Molecular basis of chronic stress-induced hippocampal lateral asymmetry in rats and impact on learning and memory

Abstract

Neurochemical lateralization has been demonstrated in the rat brain suggesting that such lateralization might contribute to behavior. Thus, the aim of the present study was to examine neurochemical asymmetry in the hippocampus, molecular basis of neurochemical lateralization and its impact on spatial learning and memory. Changes in noradrenaline content, tyrosine hydroxylase (TH) were studied in the right and left hippocampus of naive control and chronically isolated rats, by applying TaqMan RT-PCR and Western blot analysis.
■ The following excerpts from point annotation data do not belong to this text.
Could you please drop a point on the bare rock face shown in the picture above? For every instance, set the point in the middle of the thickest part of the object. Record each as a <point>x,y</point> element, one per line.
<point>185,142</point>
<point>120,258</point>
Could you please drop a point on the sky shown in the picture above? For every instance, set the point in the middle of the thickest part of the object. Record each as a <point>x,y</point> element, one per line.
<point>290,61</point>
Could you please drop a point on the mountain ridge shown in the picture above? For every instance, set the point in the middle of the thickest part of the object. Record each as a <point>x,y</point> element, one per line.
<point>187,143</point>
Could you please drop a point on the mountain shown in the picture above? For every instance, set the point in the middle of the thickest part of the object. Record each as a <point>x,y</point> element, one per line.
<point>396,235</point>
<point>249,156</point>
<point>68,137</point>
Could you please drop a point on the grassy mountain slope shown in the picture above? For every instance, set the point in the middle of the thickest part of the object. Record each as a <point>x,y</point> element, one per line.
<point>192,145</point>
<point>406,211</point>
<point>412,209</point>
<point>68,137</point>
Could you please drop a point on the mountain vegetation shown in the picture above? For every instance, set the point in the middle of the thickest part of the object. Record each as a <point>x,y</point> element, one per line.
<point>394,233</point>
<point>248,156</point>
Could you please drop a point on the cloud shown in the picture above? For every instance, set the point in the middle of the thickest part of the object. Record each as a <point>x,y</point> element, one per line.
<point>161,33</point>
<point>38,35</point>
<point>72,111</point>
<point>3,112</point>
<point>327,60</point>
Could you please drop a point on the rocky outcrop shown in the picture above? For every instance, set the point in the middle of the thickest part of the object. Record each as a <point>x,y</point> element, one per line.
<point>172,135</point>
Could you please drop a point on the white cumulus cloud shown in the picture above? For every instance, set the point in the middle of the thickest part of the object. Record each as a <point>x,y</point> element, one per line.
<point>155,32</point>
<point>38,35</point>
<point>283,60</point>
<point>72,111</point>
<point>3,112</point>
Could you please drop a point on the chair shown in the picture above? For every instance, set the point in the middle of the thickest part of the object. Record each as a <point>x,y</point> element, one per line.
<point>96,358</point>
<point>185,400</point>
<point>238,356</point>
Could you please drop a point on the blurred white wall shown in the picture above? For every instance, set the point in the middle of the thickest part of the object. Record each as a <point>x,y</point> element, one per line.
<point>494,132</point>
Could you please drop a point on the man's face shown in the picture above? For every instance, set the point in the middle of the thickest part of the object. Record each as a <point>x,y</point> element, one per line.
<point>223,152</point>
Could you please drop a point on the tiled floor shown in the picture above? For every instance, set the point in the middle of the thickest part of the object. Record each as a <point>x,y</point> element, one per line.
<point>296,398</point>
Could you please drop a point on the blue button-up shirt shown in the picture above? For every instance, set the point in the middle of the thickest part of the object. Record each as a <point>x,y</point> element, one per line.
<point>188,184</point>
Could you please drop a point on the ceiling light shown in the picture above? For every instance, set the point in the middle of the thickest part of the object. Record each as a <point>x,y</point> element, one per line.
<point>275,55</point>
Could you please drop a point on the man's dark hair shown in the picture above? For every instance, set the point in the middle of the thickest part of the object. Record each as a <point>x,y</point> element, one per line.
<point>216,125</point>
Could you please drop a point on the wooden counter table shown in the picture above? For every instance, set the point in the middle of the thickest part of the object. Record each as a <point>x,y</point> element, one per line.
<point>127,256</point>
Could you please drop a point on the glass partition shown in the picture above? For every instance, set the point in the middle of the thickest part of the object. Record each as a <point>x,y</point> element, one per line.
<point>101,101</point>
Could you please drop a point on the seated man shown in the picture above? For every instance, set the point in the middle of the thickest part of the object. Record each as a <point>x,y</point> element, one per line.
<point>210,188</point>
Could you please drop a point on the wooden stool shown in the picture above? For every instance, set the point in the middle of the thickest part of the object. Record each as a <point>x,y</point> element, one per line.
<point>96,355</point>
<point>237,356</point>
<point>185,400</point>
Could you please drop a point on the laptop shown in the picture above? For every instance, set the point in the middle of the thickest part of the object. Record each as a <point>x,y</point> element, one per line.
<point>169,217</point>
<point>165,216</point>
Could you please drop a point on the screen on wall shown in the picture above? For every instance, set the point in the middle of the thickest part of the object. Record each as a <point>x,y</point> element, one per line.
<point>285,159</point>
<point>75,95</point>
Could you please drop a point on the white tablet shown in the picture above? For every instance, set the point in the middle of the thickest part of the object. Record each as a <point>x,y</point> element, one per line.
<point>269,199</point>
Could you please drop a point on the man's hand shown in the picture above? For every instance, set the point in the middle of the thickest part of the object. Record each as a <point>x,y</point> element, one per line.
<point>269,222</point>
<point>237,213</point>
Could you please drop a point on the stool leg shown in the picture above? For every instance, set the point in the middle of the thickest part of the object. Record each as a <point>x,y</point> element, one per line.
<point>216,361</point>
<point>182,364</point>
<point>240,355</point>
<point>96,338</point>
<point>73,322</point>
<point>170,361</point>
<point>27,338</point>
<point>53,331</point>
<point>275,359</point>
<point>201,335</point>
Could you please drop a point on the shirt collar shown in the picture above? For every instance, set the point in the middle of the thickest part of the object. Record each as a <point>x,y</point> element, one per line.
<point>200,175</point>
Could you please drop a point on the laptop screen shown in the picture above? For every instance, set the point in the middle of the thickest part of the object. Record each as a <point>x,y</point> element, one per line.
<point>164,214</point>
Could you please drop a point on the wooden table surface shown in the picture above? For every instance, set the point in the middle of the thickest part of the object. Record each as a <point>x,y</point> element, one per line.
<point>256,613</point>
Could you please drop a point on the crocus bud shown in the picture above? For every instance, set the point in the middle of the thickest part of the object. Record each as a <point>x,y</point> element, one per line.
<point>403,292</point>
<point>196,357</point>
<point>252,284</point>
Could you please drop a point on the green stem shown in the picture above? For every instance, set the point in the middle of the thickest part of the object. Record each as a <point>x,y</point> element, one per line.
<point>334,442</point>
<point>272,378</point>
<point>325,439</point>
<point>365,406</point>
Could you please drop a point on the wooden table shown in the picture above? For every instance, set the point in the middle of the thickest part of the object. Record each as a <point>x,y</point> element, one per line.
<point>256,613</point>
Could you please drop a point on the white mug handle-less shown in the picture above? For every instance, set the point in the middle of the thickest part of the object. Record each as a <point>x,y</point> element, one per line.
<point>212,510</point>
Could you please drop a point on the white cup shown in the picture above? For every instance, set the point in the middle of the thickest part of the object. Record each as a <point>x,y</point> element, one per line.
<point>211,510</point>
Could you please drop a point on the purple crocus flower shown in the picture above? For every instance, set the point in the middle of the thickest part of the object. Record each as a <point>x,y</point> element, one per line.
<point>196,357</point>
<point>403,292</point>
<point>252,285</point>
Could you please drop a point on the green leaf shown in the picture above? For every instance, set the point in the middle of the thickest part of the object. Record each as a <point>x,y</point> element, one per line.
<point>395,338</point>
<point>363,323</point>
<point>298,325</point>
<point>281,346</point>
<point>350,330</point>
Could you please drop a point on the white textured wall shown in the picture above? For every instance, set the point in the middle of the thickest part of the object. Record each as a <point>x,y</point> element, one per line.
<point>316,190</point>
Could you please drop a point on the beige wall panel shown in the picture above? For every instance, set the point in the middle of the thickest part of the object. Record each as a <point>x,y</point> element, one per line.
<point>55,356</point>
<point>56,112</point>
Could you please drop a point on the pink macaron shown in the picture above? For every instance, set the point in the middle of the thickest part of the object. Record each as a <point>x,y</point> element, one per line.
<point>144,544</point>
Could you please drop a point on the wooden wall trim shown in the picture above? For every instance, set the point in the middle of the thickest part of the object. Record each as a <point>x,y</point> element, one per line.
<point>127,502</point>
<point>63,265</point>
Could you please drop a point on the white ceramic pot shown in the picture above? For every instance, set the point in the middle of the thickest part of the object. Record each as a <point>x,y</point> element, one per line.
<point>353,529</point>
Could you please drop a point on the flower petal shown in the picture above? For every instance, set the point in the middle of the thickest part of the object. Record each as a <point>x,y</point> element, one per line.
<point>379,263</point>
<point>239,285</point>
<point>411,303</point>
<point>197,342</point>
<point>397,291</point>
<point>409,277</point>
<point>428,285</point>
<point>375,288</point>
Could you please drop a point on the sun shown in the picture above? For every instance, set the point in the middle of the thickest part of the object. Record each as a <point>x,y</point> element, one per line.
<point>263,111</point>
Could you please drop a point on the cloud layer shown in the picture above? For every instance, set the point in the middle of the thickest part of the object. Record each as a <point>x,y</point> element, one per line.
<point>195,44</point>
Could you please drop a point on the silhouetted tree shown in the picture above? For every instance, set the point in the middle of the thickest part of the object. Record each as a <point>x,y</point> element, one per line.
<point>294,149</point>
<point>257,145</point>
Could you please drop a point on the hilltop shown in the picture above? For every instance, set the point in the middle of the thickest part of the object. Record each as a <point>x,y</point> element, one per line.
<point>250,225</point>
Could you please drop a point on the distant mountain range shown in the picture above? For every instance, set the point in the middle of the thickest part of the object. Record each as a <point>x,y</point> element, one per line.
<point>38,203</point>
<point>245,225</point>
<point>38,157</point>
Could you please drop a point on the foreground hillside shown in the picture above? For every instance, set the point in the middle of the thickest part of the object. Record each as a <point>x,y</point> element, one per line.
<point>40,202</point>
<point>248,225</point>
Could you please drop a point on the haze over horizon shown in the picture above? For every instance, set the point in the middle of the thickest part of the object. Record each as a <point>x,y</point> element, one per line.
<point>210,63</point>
Hippocampal-based spatial learning and memory were evaluated using the Barnes maze. In control rats an asymmetrical right-left distribution of noradrenaline content and gene expression of catecholamine synthesizing enzyme was found. Chronic psychosocial stress further emphasized asymmetry. Isolation stress reduced noradrenaline content only in the right hippocampus. No changes were observed in gene expression and protein levels of TH in the right hippocampus, whereas expression of catecholamine synthesizing enzyme was elevated in the left hippocampus. Reduced noradrenaline content in the right hippocampus did not cause impairment in spatial learning and memory. Our findings suggest that chronic psychosocial stress reduces noradrenaline stores in the right hippocampus which may be caused by molecular asymmetry, but it does not affect spatial learning and memory.